Efforts to negotiate and engage with the North Korean government over these issues by the current and past U.S. administrations have encountered repeated disappointment. To its credit, the Obama administration has resisted calls to engage in a new round of bilateral negotiations with North Korea until Pyongyang provides tangible evidence of the resumption of efforts to completely and verifiably abandon its nuclear weapons programs. In response to North Korea’s attack on the South Korean naval ship as well as its continuing violation of U.N. resolutions and international law, the U.S. recently announced new economic and financial sanctions on Pyongyang.
Meanwhile, Japan and South Korea are ill disposed to resuming the six-party talks given North Korea’s provocations.
But North Korea can count on at least one ally. As reported by FoxNews, “the United Nations is laying plans to spend more than $290 million on a welter of programs in the communist state.” The chief U.N. organizations involved in this effort are: United Nations Development Program (UNDP), UNICEF, the World Food Program (WFP) and the World Health Organization (WHO). This effort continues a tendency in the United Nations to lend support to the world’s most repressive regimes.
A recalcitrant and unrepentant North Korean regime should not be rewarded in this way. There is little doubt about the suffering of the North Korean people. However, it is the repressive policies of the North Korean government that have most directly contributed to the country’s humanitarian crisis by constraining internal and external trade and inhibiting private production.
Under the right circumstances humanitarian assistance could help alleviate the suffering in North Korea, but thus far the regime has refused to meet those standards fully. The North Korean government has agreed to only minimal changes sufficient to give U.N. agencies an excuse to resume operations. The tight control the North Korean government retains on its citizens and over the in-country activities of non-governmental organizations and international organizations providing humanitarian and development assistance make U.N. financial lifelines far more likely to benefit the regime than the North Korean people.

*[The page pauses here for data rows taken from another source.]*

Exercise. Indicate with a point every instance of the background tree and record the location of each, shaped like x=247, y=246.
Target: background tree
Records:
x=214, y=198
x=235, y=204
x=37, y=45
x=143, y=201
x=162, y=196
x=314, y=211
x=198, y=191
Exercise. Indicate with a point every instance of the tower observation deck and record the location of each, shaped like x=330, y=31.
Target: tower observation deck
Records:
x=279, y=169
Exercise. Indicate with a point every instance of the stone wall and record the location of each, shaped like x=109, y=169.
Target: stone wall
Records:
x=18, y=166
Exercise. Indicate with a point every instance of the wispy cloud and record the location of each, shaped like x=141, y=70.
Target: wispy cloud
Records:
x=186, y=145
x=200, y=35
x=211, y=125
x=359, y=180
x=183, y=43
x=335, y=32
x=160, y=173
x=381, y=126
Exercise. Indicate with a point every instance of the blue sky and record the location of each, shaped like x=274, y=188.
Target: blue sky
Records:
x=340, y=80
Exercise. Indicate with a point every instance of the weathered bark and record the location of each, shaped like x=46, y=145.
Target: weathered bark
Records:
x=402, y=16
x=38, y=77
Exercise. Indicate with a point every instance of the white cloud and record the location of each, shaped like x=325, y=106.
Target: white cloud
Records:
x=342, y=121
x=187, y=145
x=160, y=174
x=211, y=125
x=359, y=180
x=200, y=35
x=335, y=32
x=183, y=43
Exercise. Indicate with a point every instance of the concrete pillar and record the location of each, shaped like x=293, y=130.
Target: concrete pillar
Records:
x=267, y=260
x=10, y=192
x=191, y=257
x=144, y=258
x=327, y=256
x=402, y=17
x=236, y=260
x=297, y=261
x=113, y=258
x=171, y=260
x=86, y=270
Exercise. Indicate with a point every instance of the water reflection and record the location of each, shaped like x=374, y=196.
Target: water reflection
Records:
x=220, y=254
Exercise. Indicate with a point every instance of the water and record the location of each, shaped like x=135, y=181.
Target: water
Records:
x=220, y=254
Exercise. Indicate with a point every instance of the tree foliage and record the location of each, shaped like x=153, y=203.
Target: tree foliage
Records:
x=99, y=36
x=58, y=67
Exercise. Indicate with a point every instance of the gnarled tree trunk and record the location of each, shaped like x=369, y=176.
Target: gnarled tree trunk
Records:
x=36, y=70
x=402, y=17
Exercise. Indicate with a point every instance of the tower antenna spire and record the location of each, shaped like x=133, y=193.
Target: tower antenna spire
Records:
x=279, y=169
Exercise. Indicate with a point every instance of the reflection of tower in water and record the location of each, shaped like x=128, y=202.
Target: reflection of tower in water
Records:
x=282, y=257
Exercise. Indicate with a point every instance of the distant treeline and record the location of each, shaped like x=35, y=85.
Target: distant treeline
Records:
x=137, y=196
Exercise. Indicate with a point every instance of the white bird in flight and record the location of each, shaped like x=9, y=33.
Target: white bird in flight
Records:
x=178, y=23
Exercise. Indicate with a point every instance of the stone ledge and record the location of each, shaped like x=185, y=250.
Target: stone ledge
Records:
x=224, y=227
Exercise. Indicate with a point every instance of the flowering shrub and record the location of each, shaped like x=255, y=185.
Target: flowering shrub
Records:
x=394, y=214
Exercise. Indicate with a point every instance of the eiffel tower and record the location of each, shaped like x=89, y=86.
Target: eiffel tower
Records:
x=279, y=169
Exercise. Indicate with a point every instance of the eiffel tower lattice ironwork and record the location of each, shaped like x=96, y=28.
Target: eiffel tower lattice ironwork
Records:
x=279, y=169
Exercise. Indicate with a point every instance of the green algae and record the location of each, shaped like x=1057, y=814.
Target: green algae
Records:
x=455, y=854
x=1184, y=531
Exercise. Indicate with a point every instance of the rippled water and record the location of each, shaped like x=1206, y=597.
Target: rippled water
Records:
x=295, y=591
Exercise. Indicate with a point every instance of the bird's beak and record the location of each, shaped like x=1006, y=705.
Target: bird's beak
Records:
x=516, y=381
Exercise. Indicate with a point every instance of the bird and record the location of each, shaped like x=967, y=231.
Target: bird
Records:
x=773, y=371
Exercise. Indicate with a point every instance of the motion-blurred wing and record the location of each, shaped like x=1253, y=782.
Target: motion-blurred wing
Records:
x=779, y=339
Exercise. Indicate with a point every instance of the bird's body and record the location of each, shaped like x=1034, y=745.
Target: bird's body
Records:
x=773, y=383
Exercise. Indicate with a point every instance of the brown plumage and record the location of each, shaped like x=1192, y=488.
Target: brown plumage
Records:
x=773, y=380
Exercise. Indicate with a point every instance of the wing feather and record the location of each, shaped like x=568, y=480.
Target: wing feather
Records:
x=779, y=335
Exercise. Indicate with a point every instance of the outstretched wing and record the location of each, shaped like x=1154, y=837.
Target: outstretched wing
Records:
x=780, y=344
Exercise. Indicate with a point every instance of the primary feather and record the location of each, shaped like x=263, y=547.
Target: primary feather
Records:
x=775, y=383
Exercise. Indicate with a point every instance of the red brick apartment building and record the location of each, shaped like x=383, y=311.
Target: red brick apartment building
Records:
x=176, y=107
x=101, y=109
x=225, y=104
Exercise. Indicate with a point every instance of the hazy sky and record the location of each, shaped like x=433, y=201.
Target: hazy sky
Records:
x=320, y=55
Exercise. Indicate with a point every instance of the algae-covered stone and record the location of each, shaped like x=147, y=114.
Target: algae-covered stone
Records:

The U.S. and South Korea contribute to sit on the executive boards of the UNDP and UNICEF. Japan and the U.S. contribute to and sit on the Executive Boards of the WFP and WHO. If these countries truly want to apply pressure to North Korea, they should demand that these organizations curtail or suspend their North Korea programs until rigorous, transparent monitoring standards and delivery verification are implemented for U.N. assistance and Pyongyang complies with Security Council resolutions and ends its nuclear program.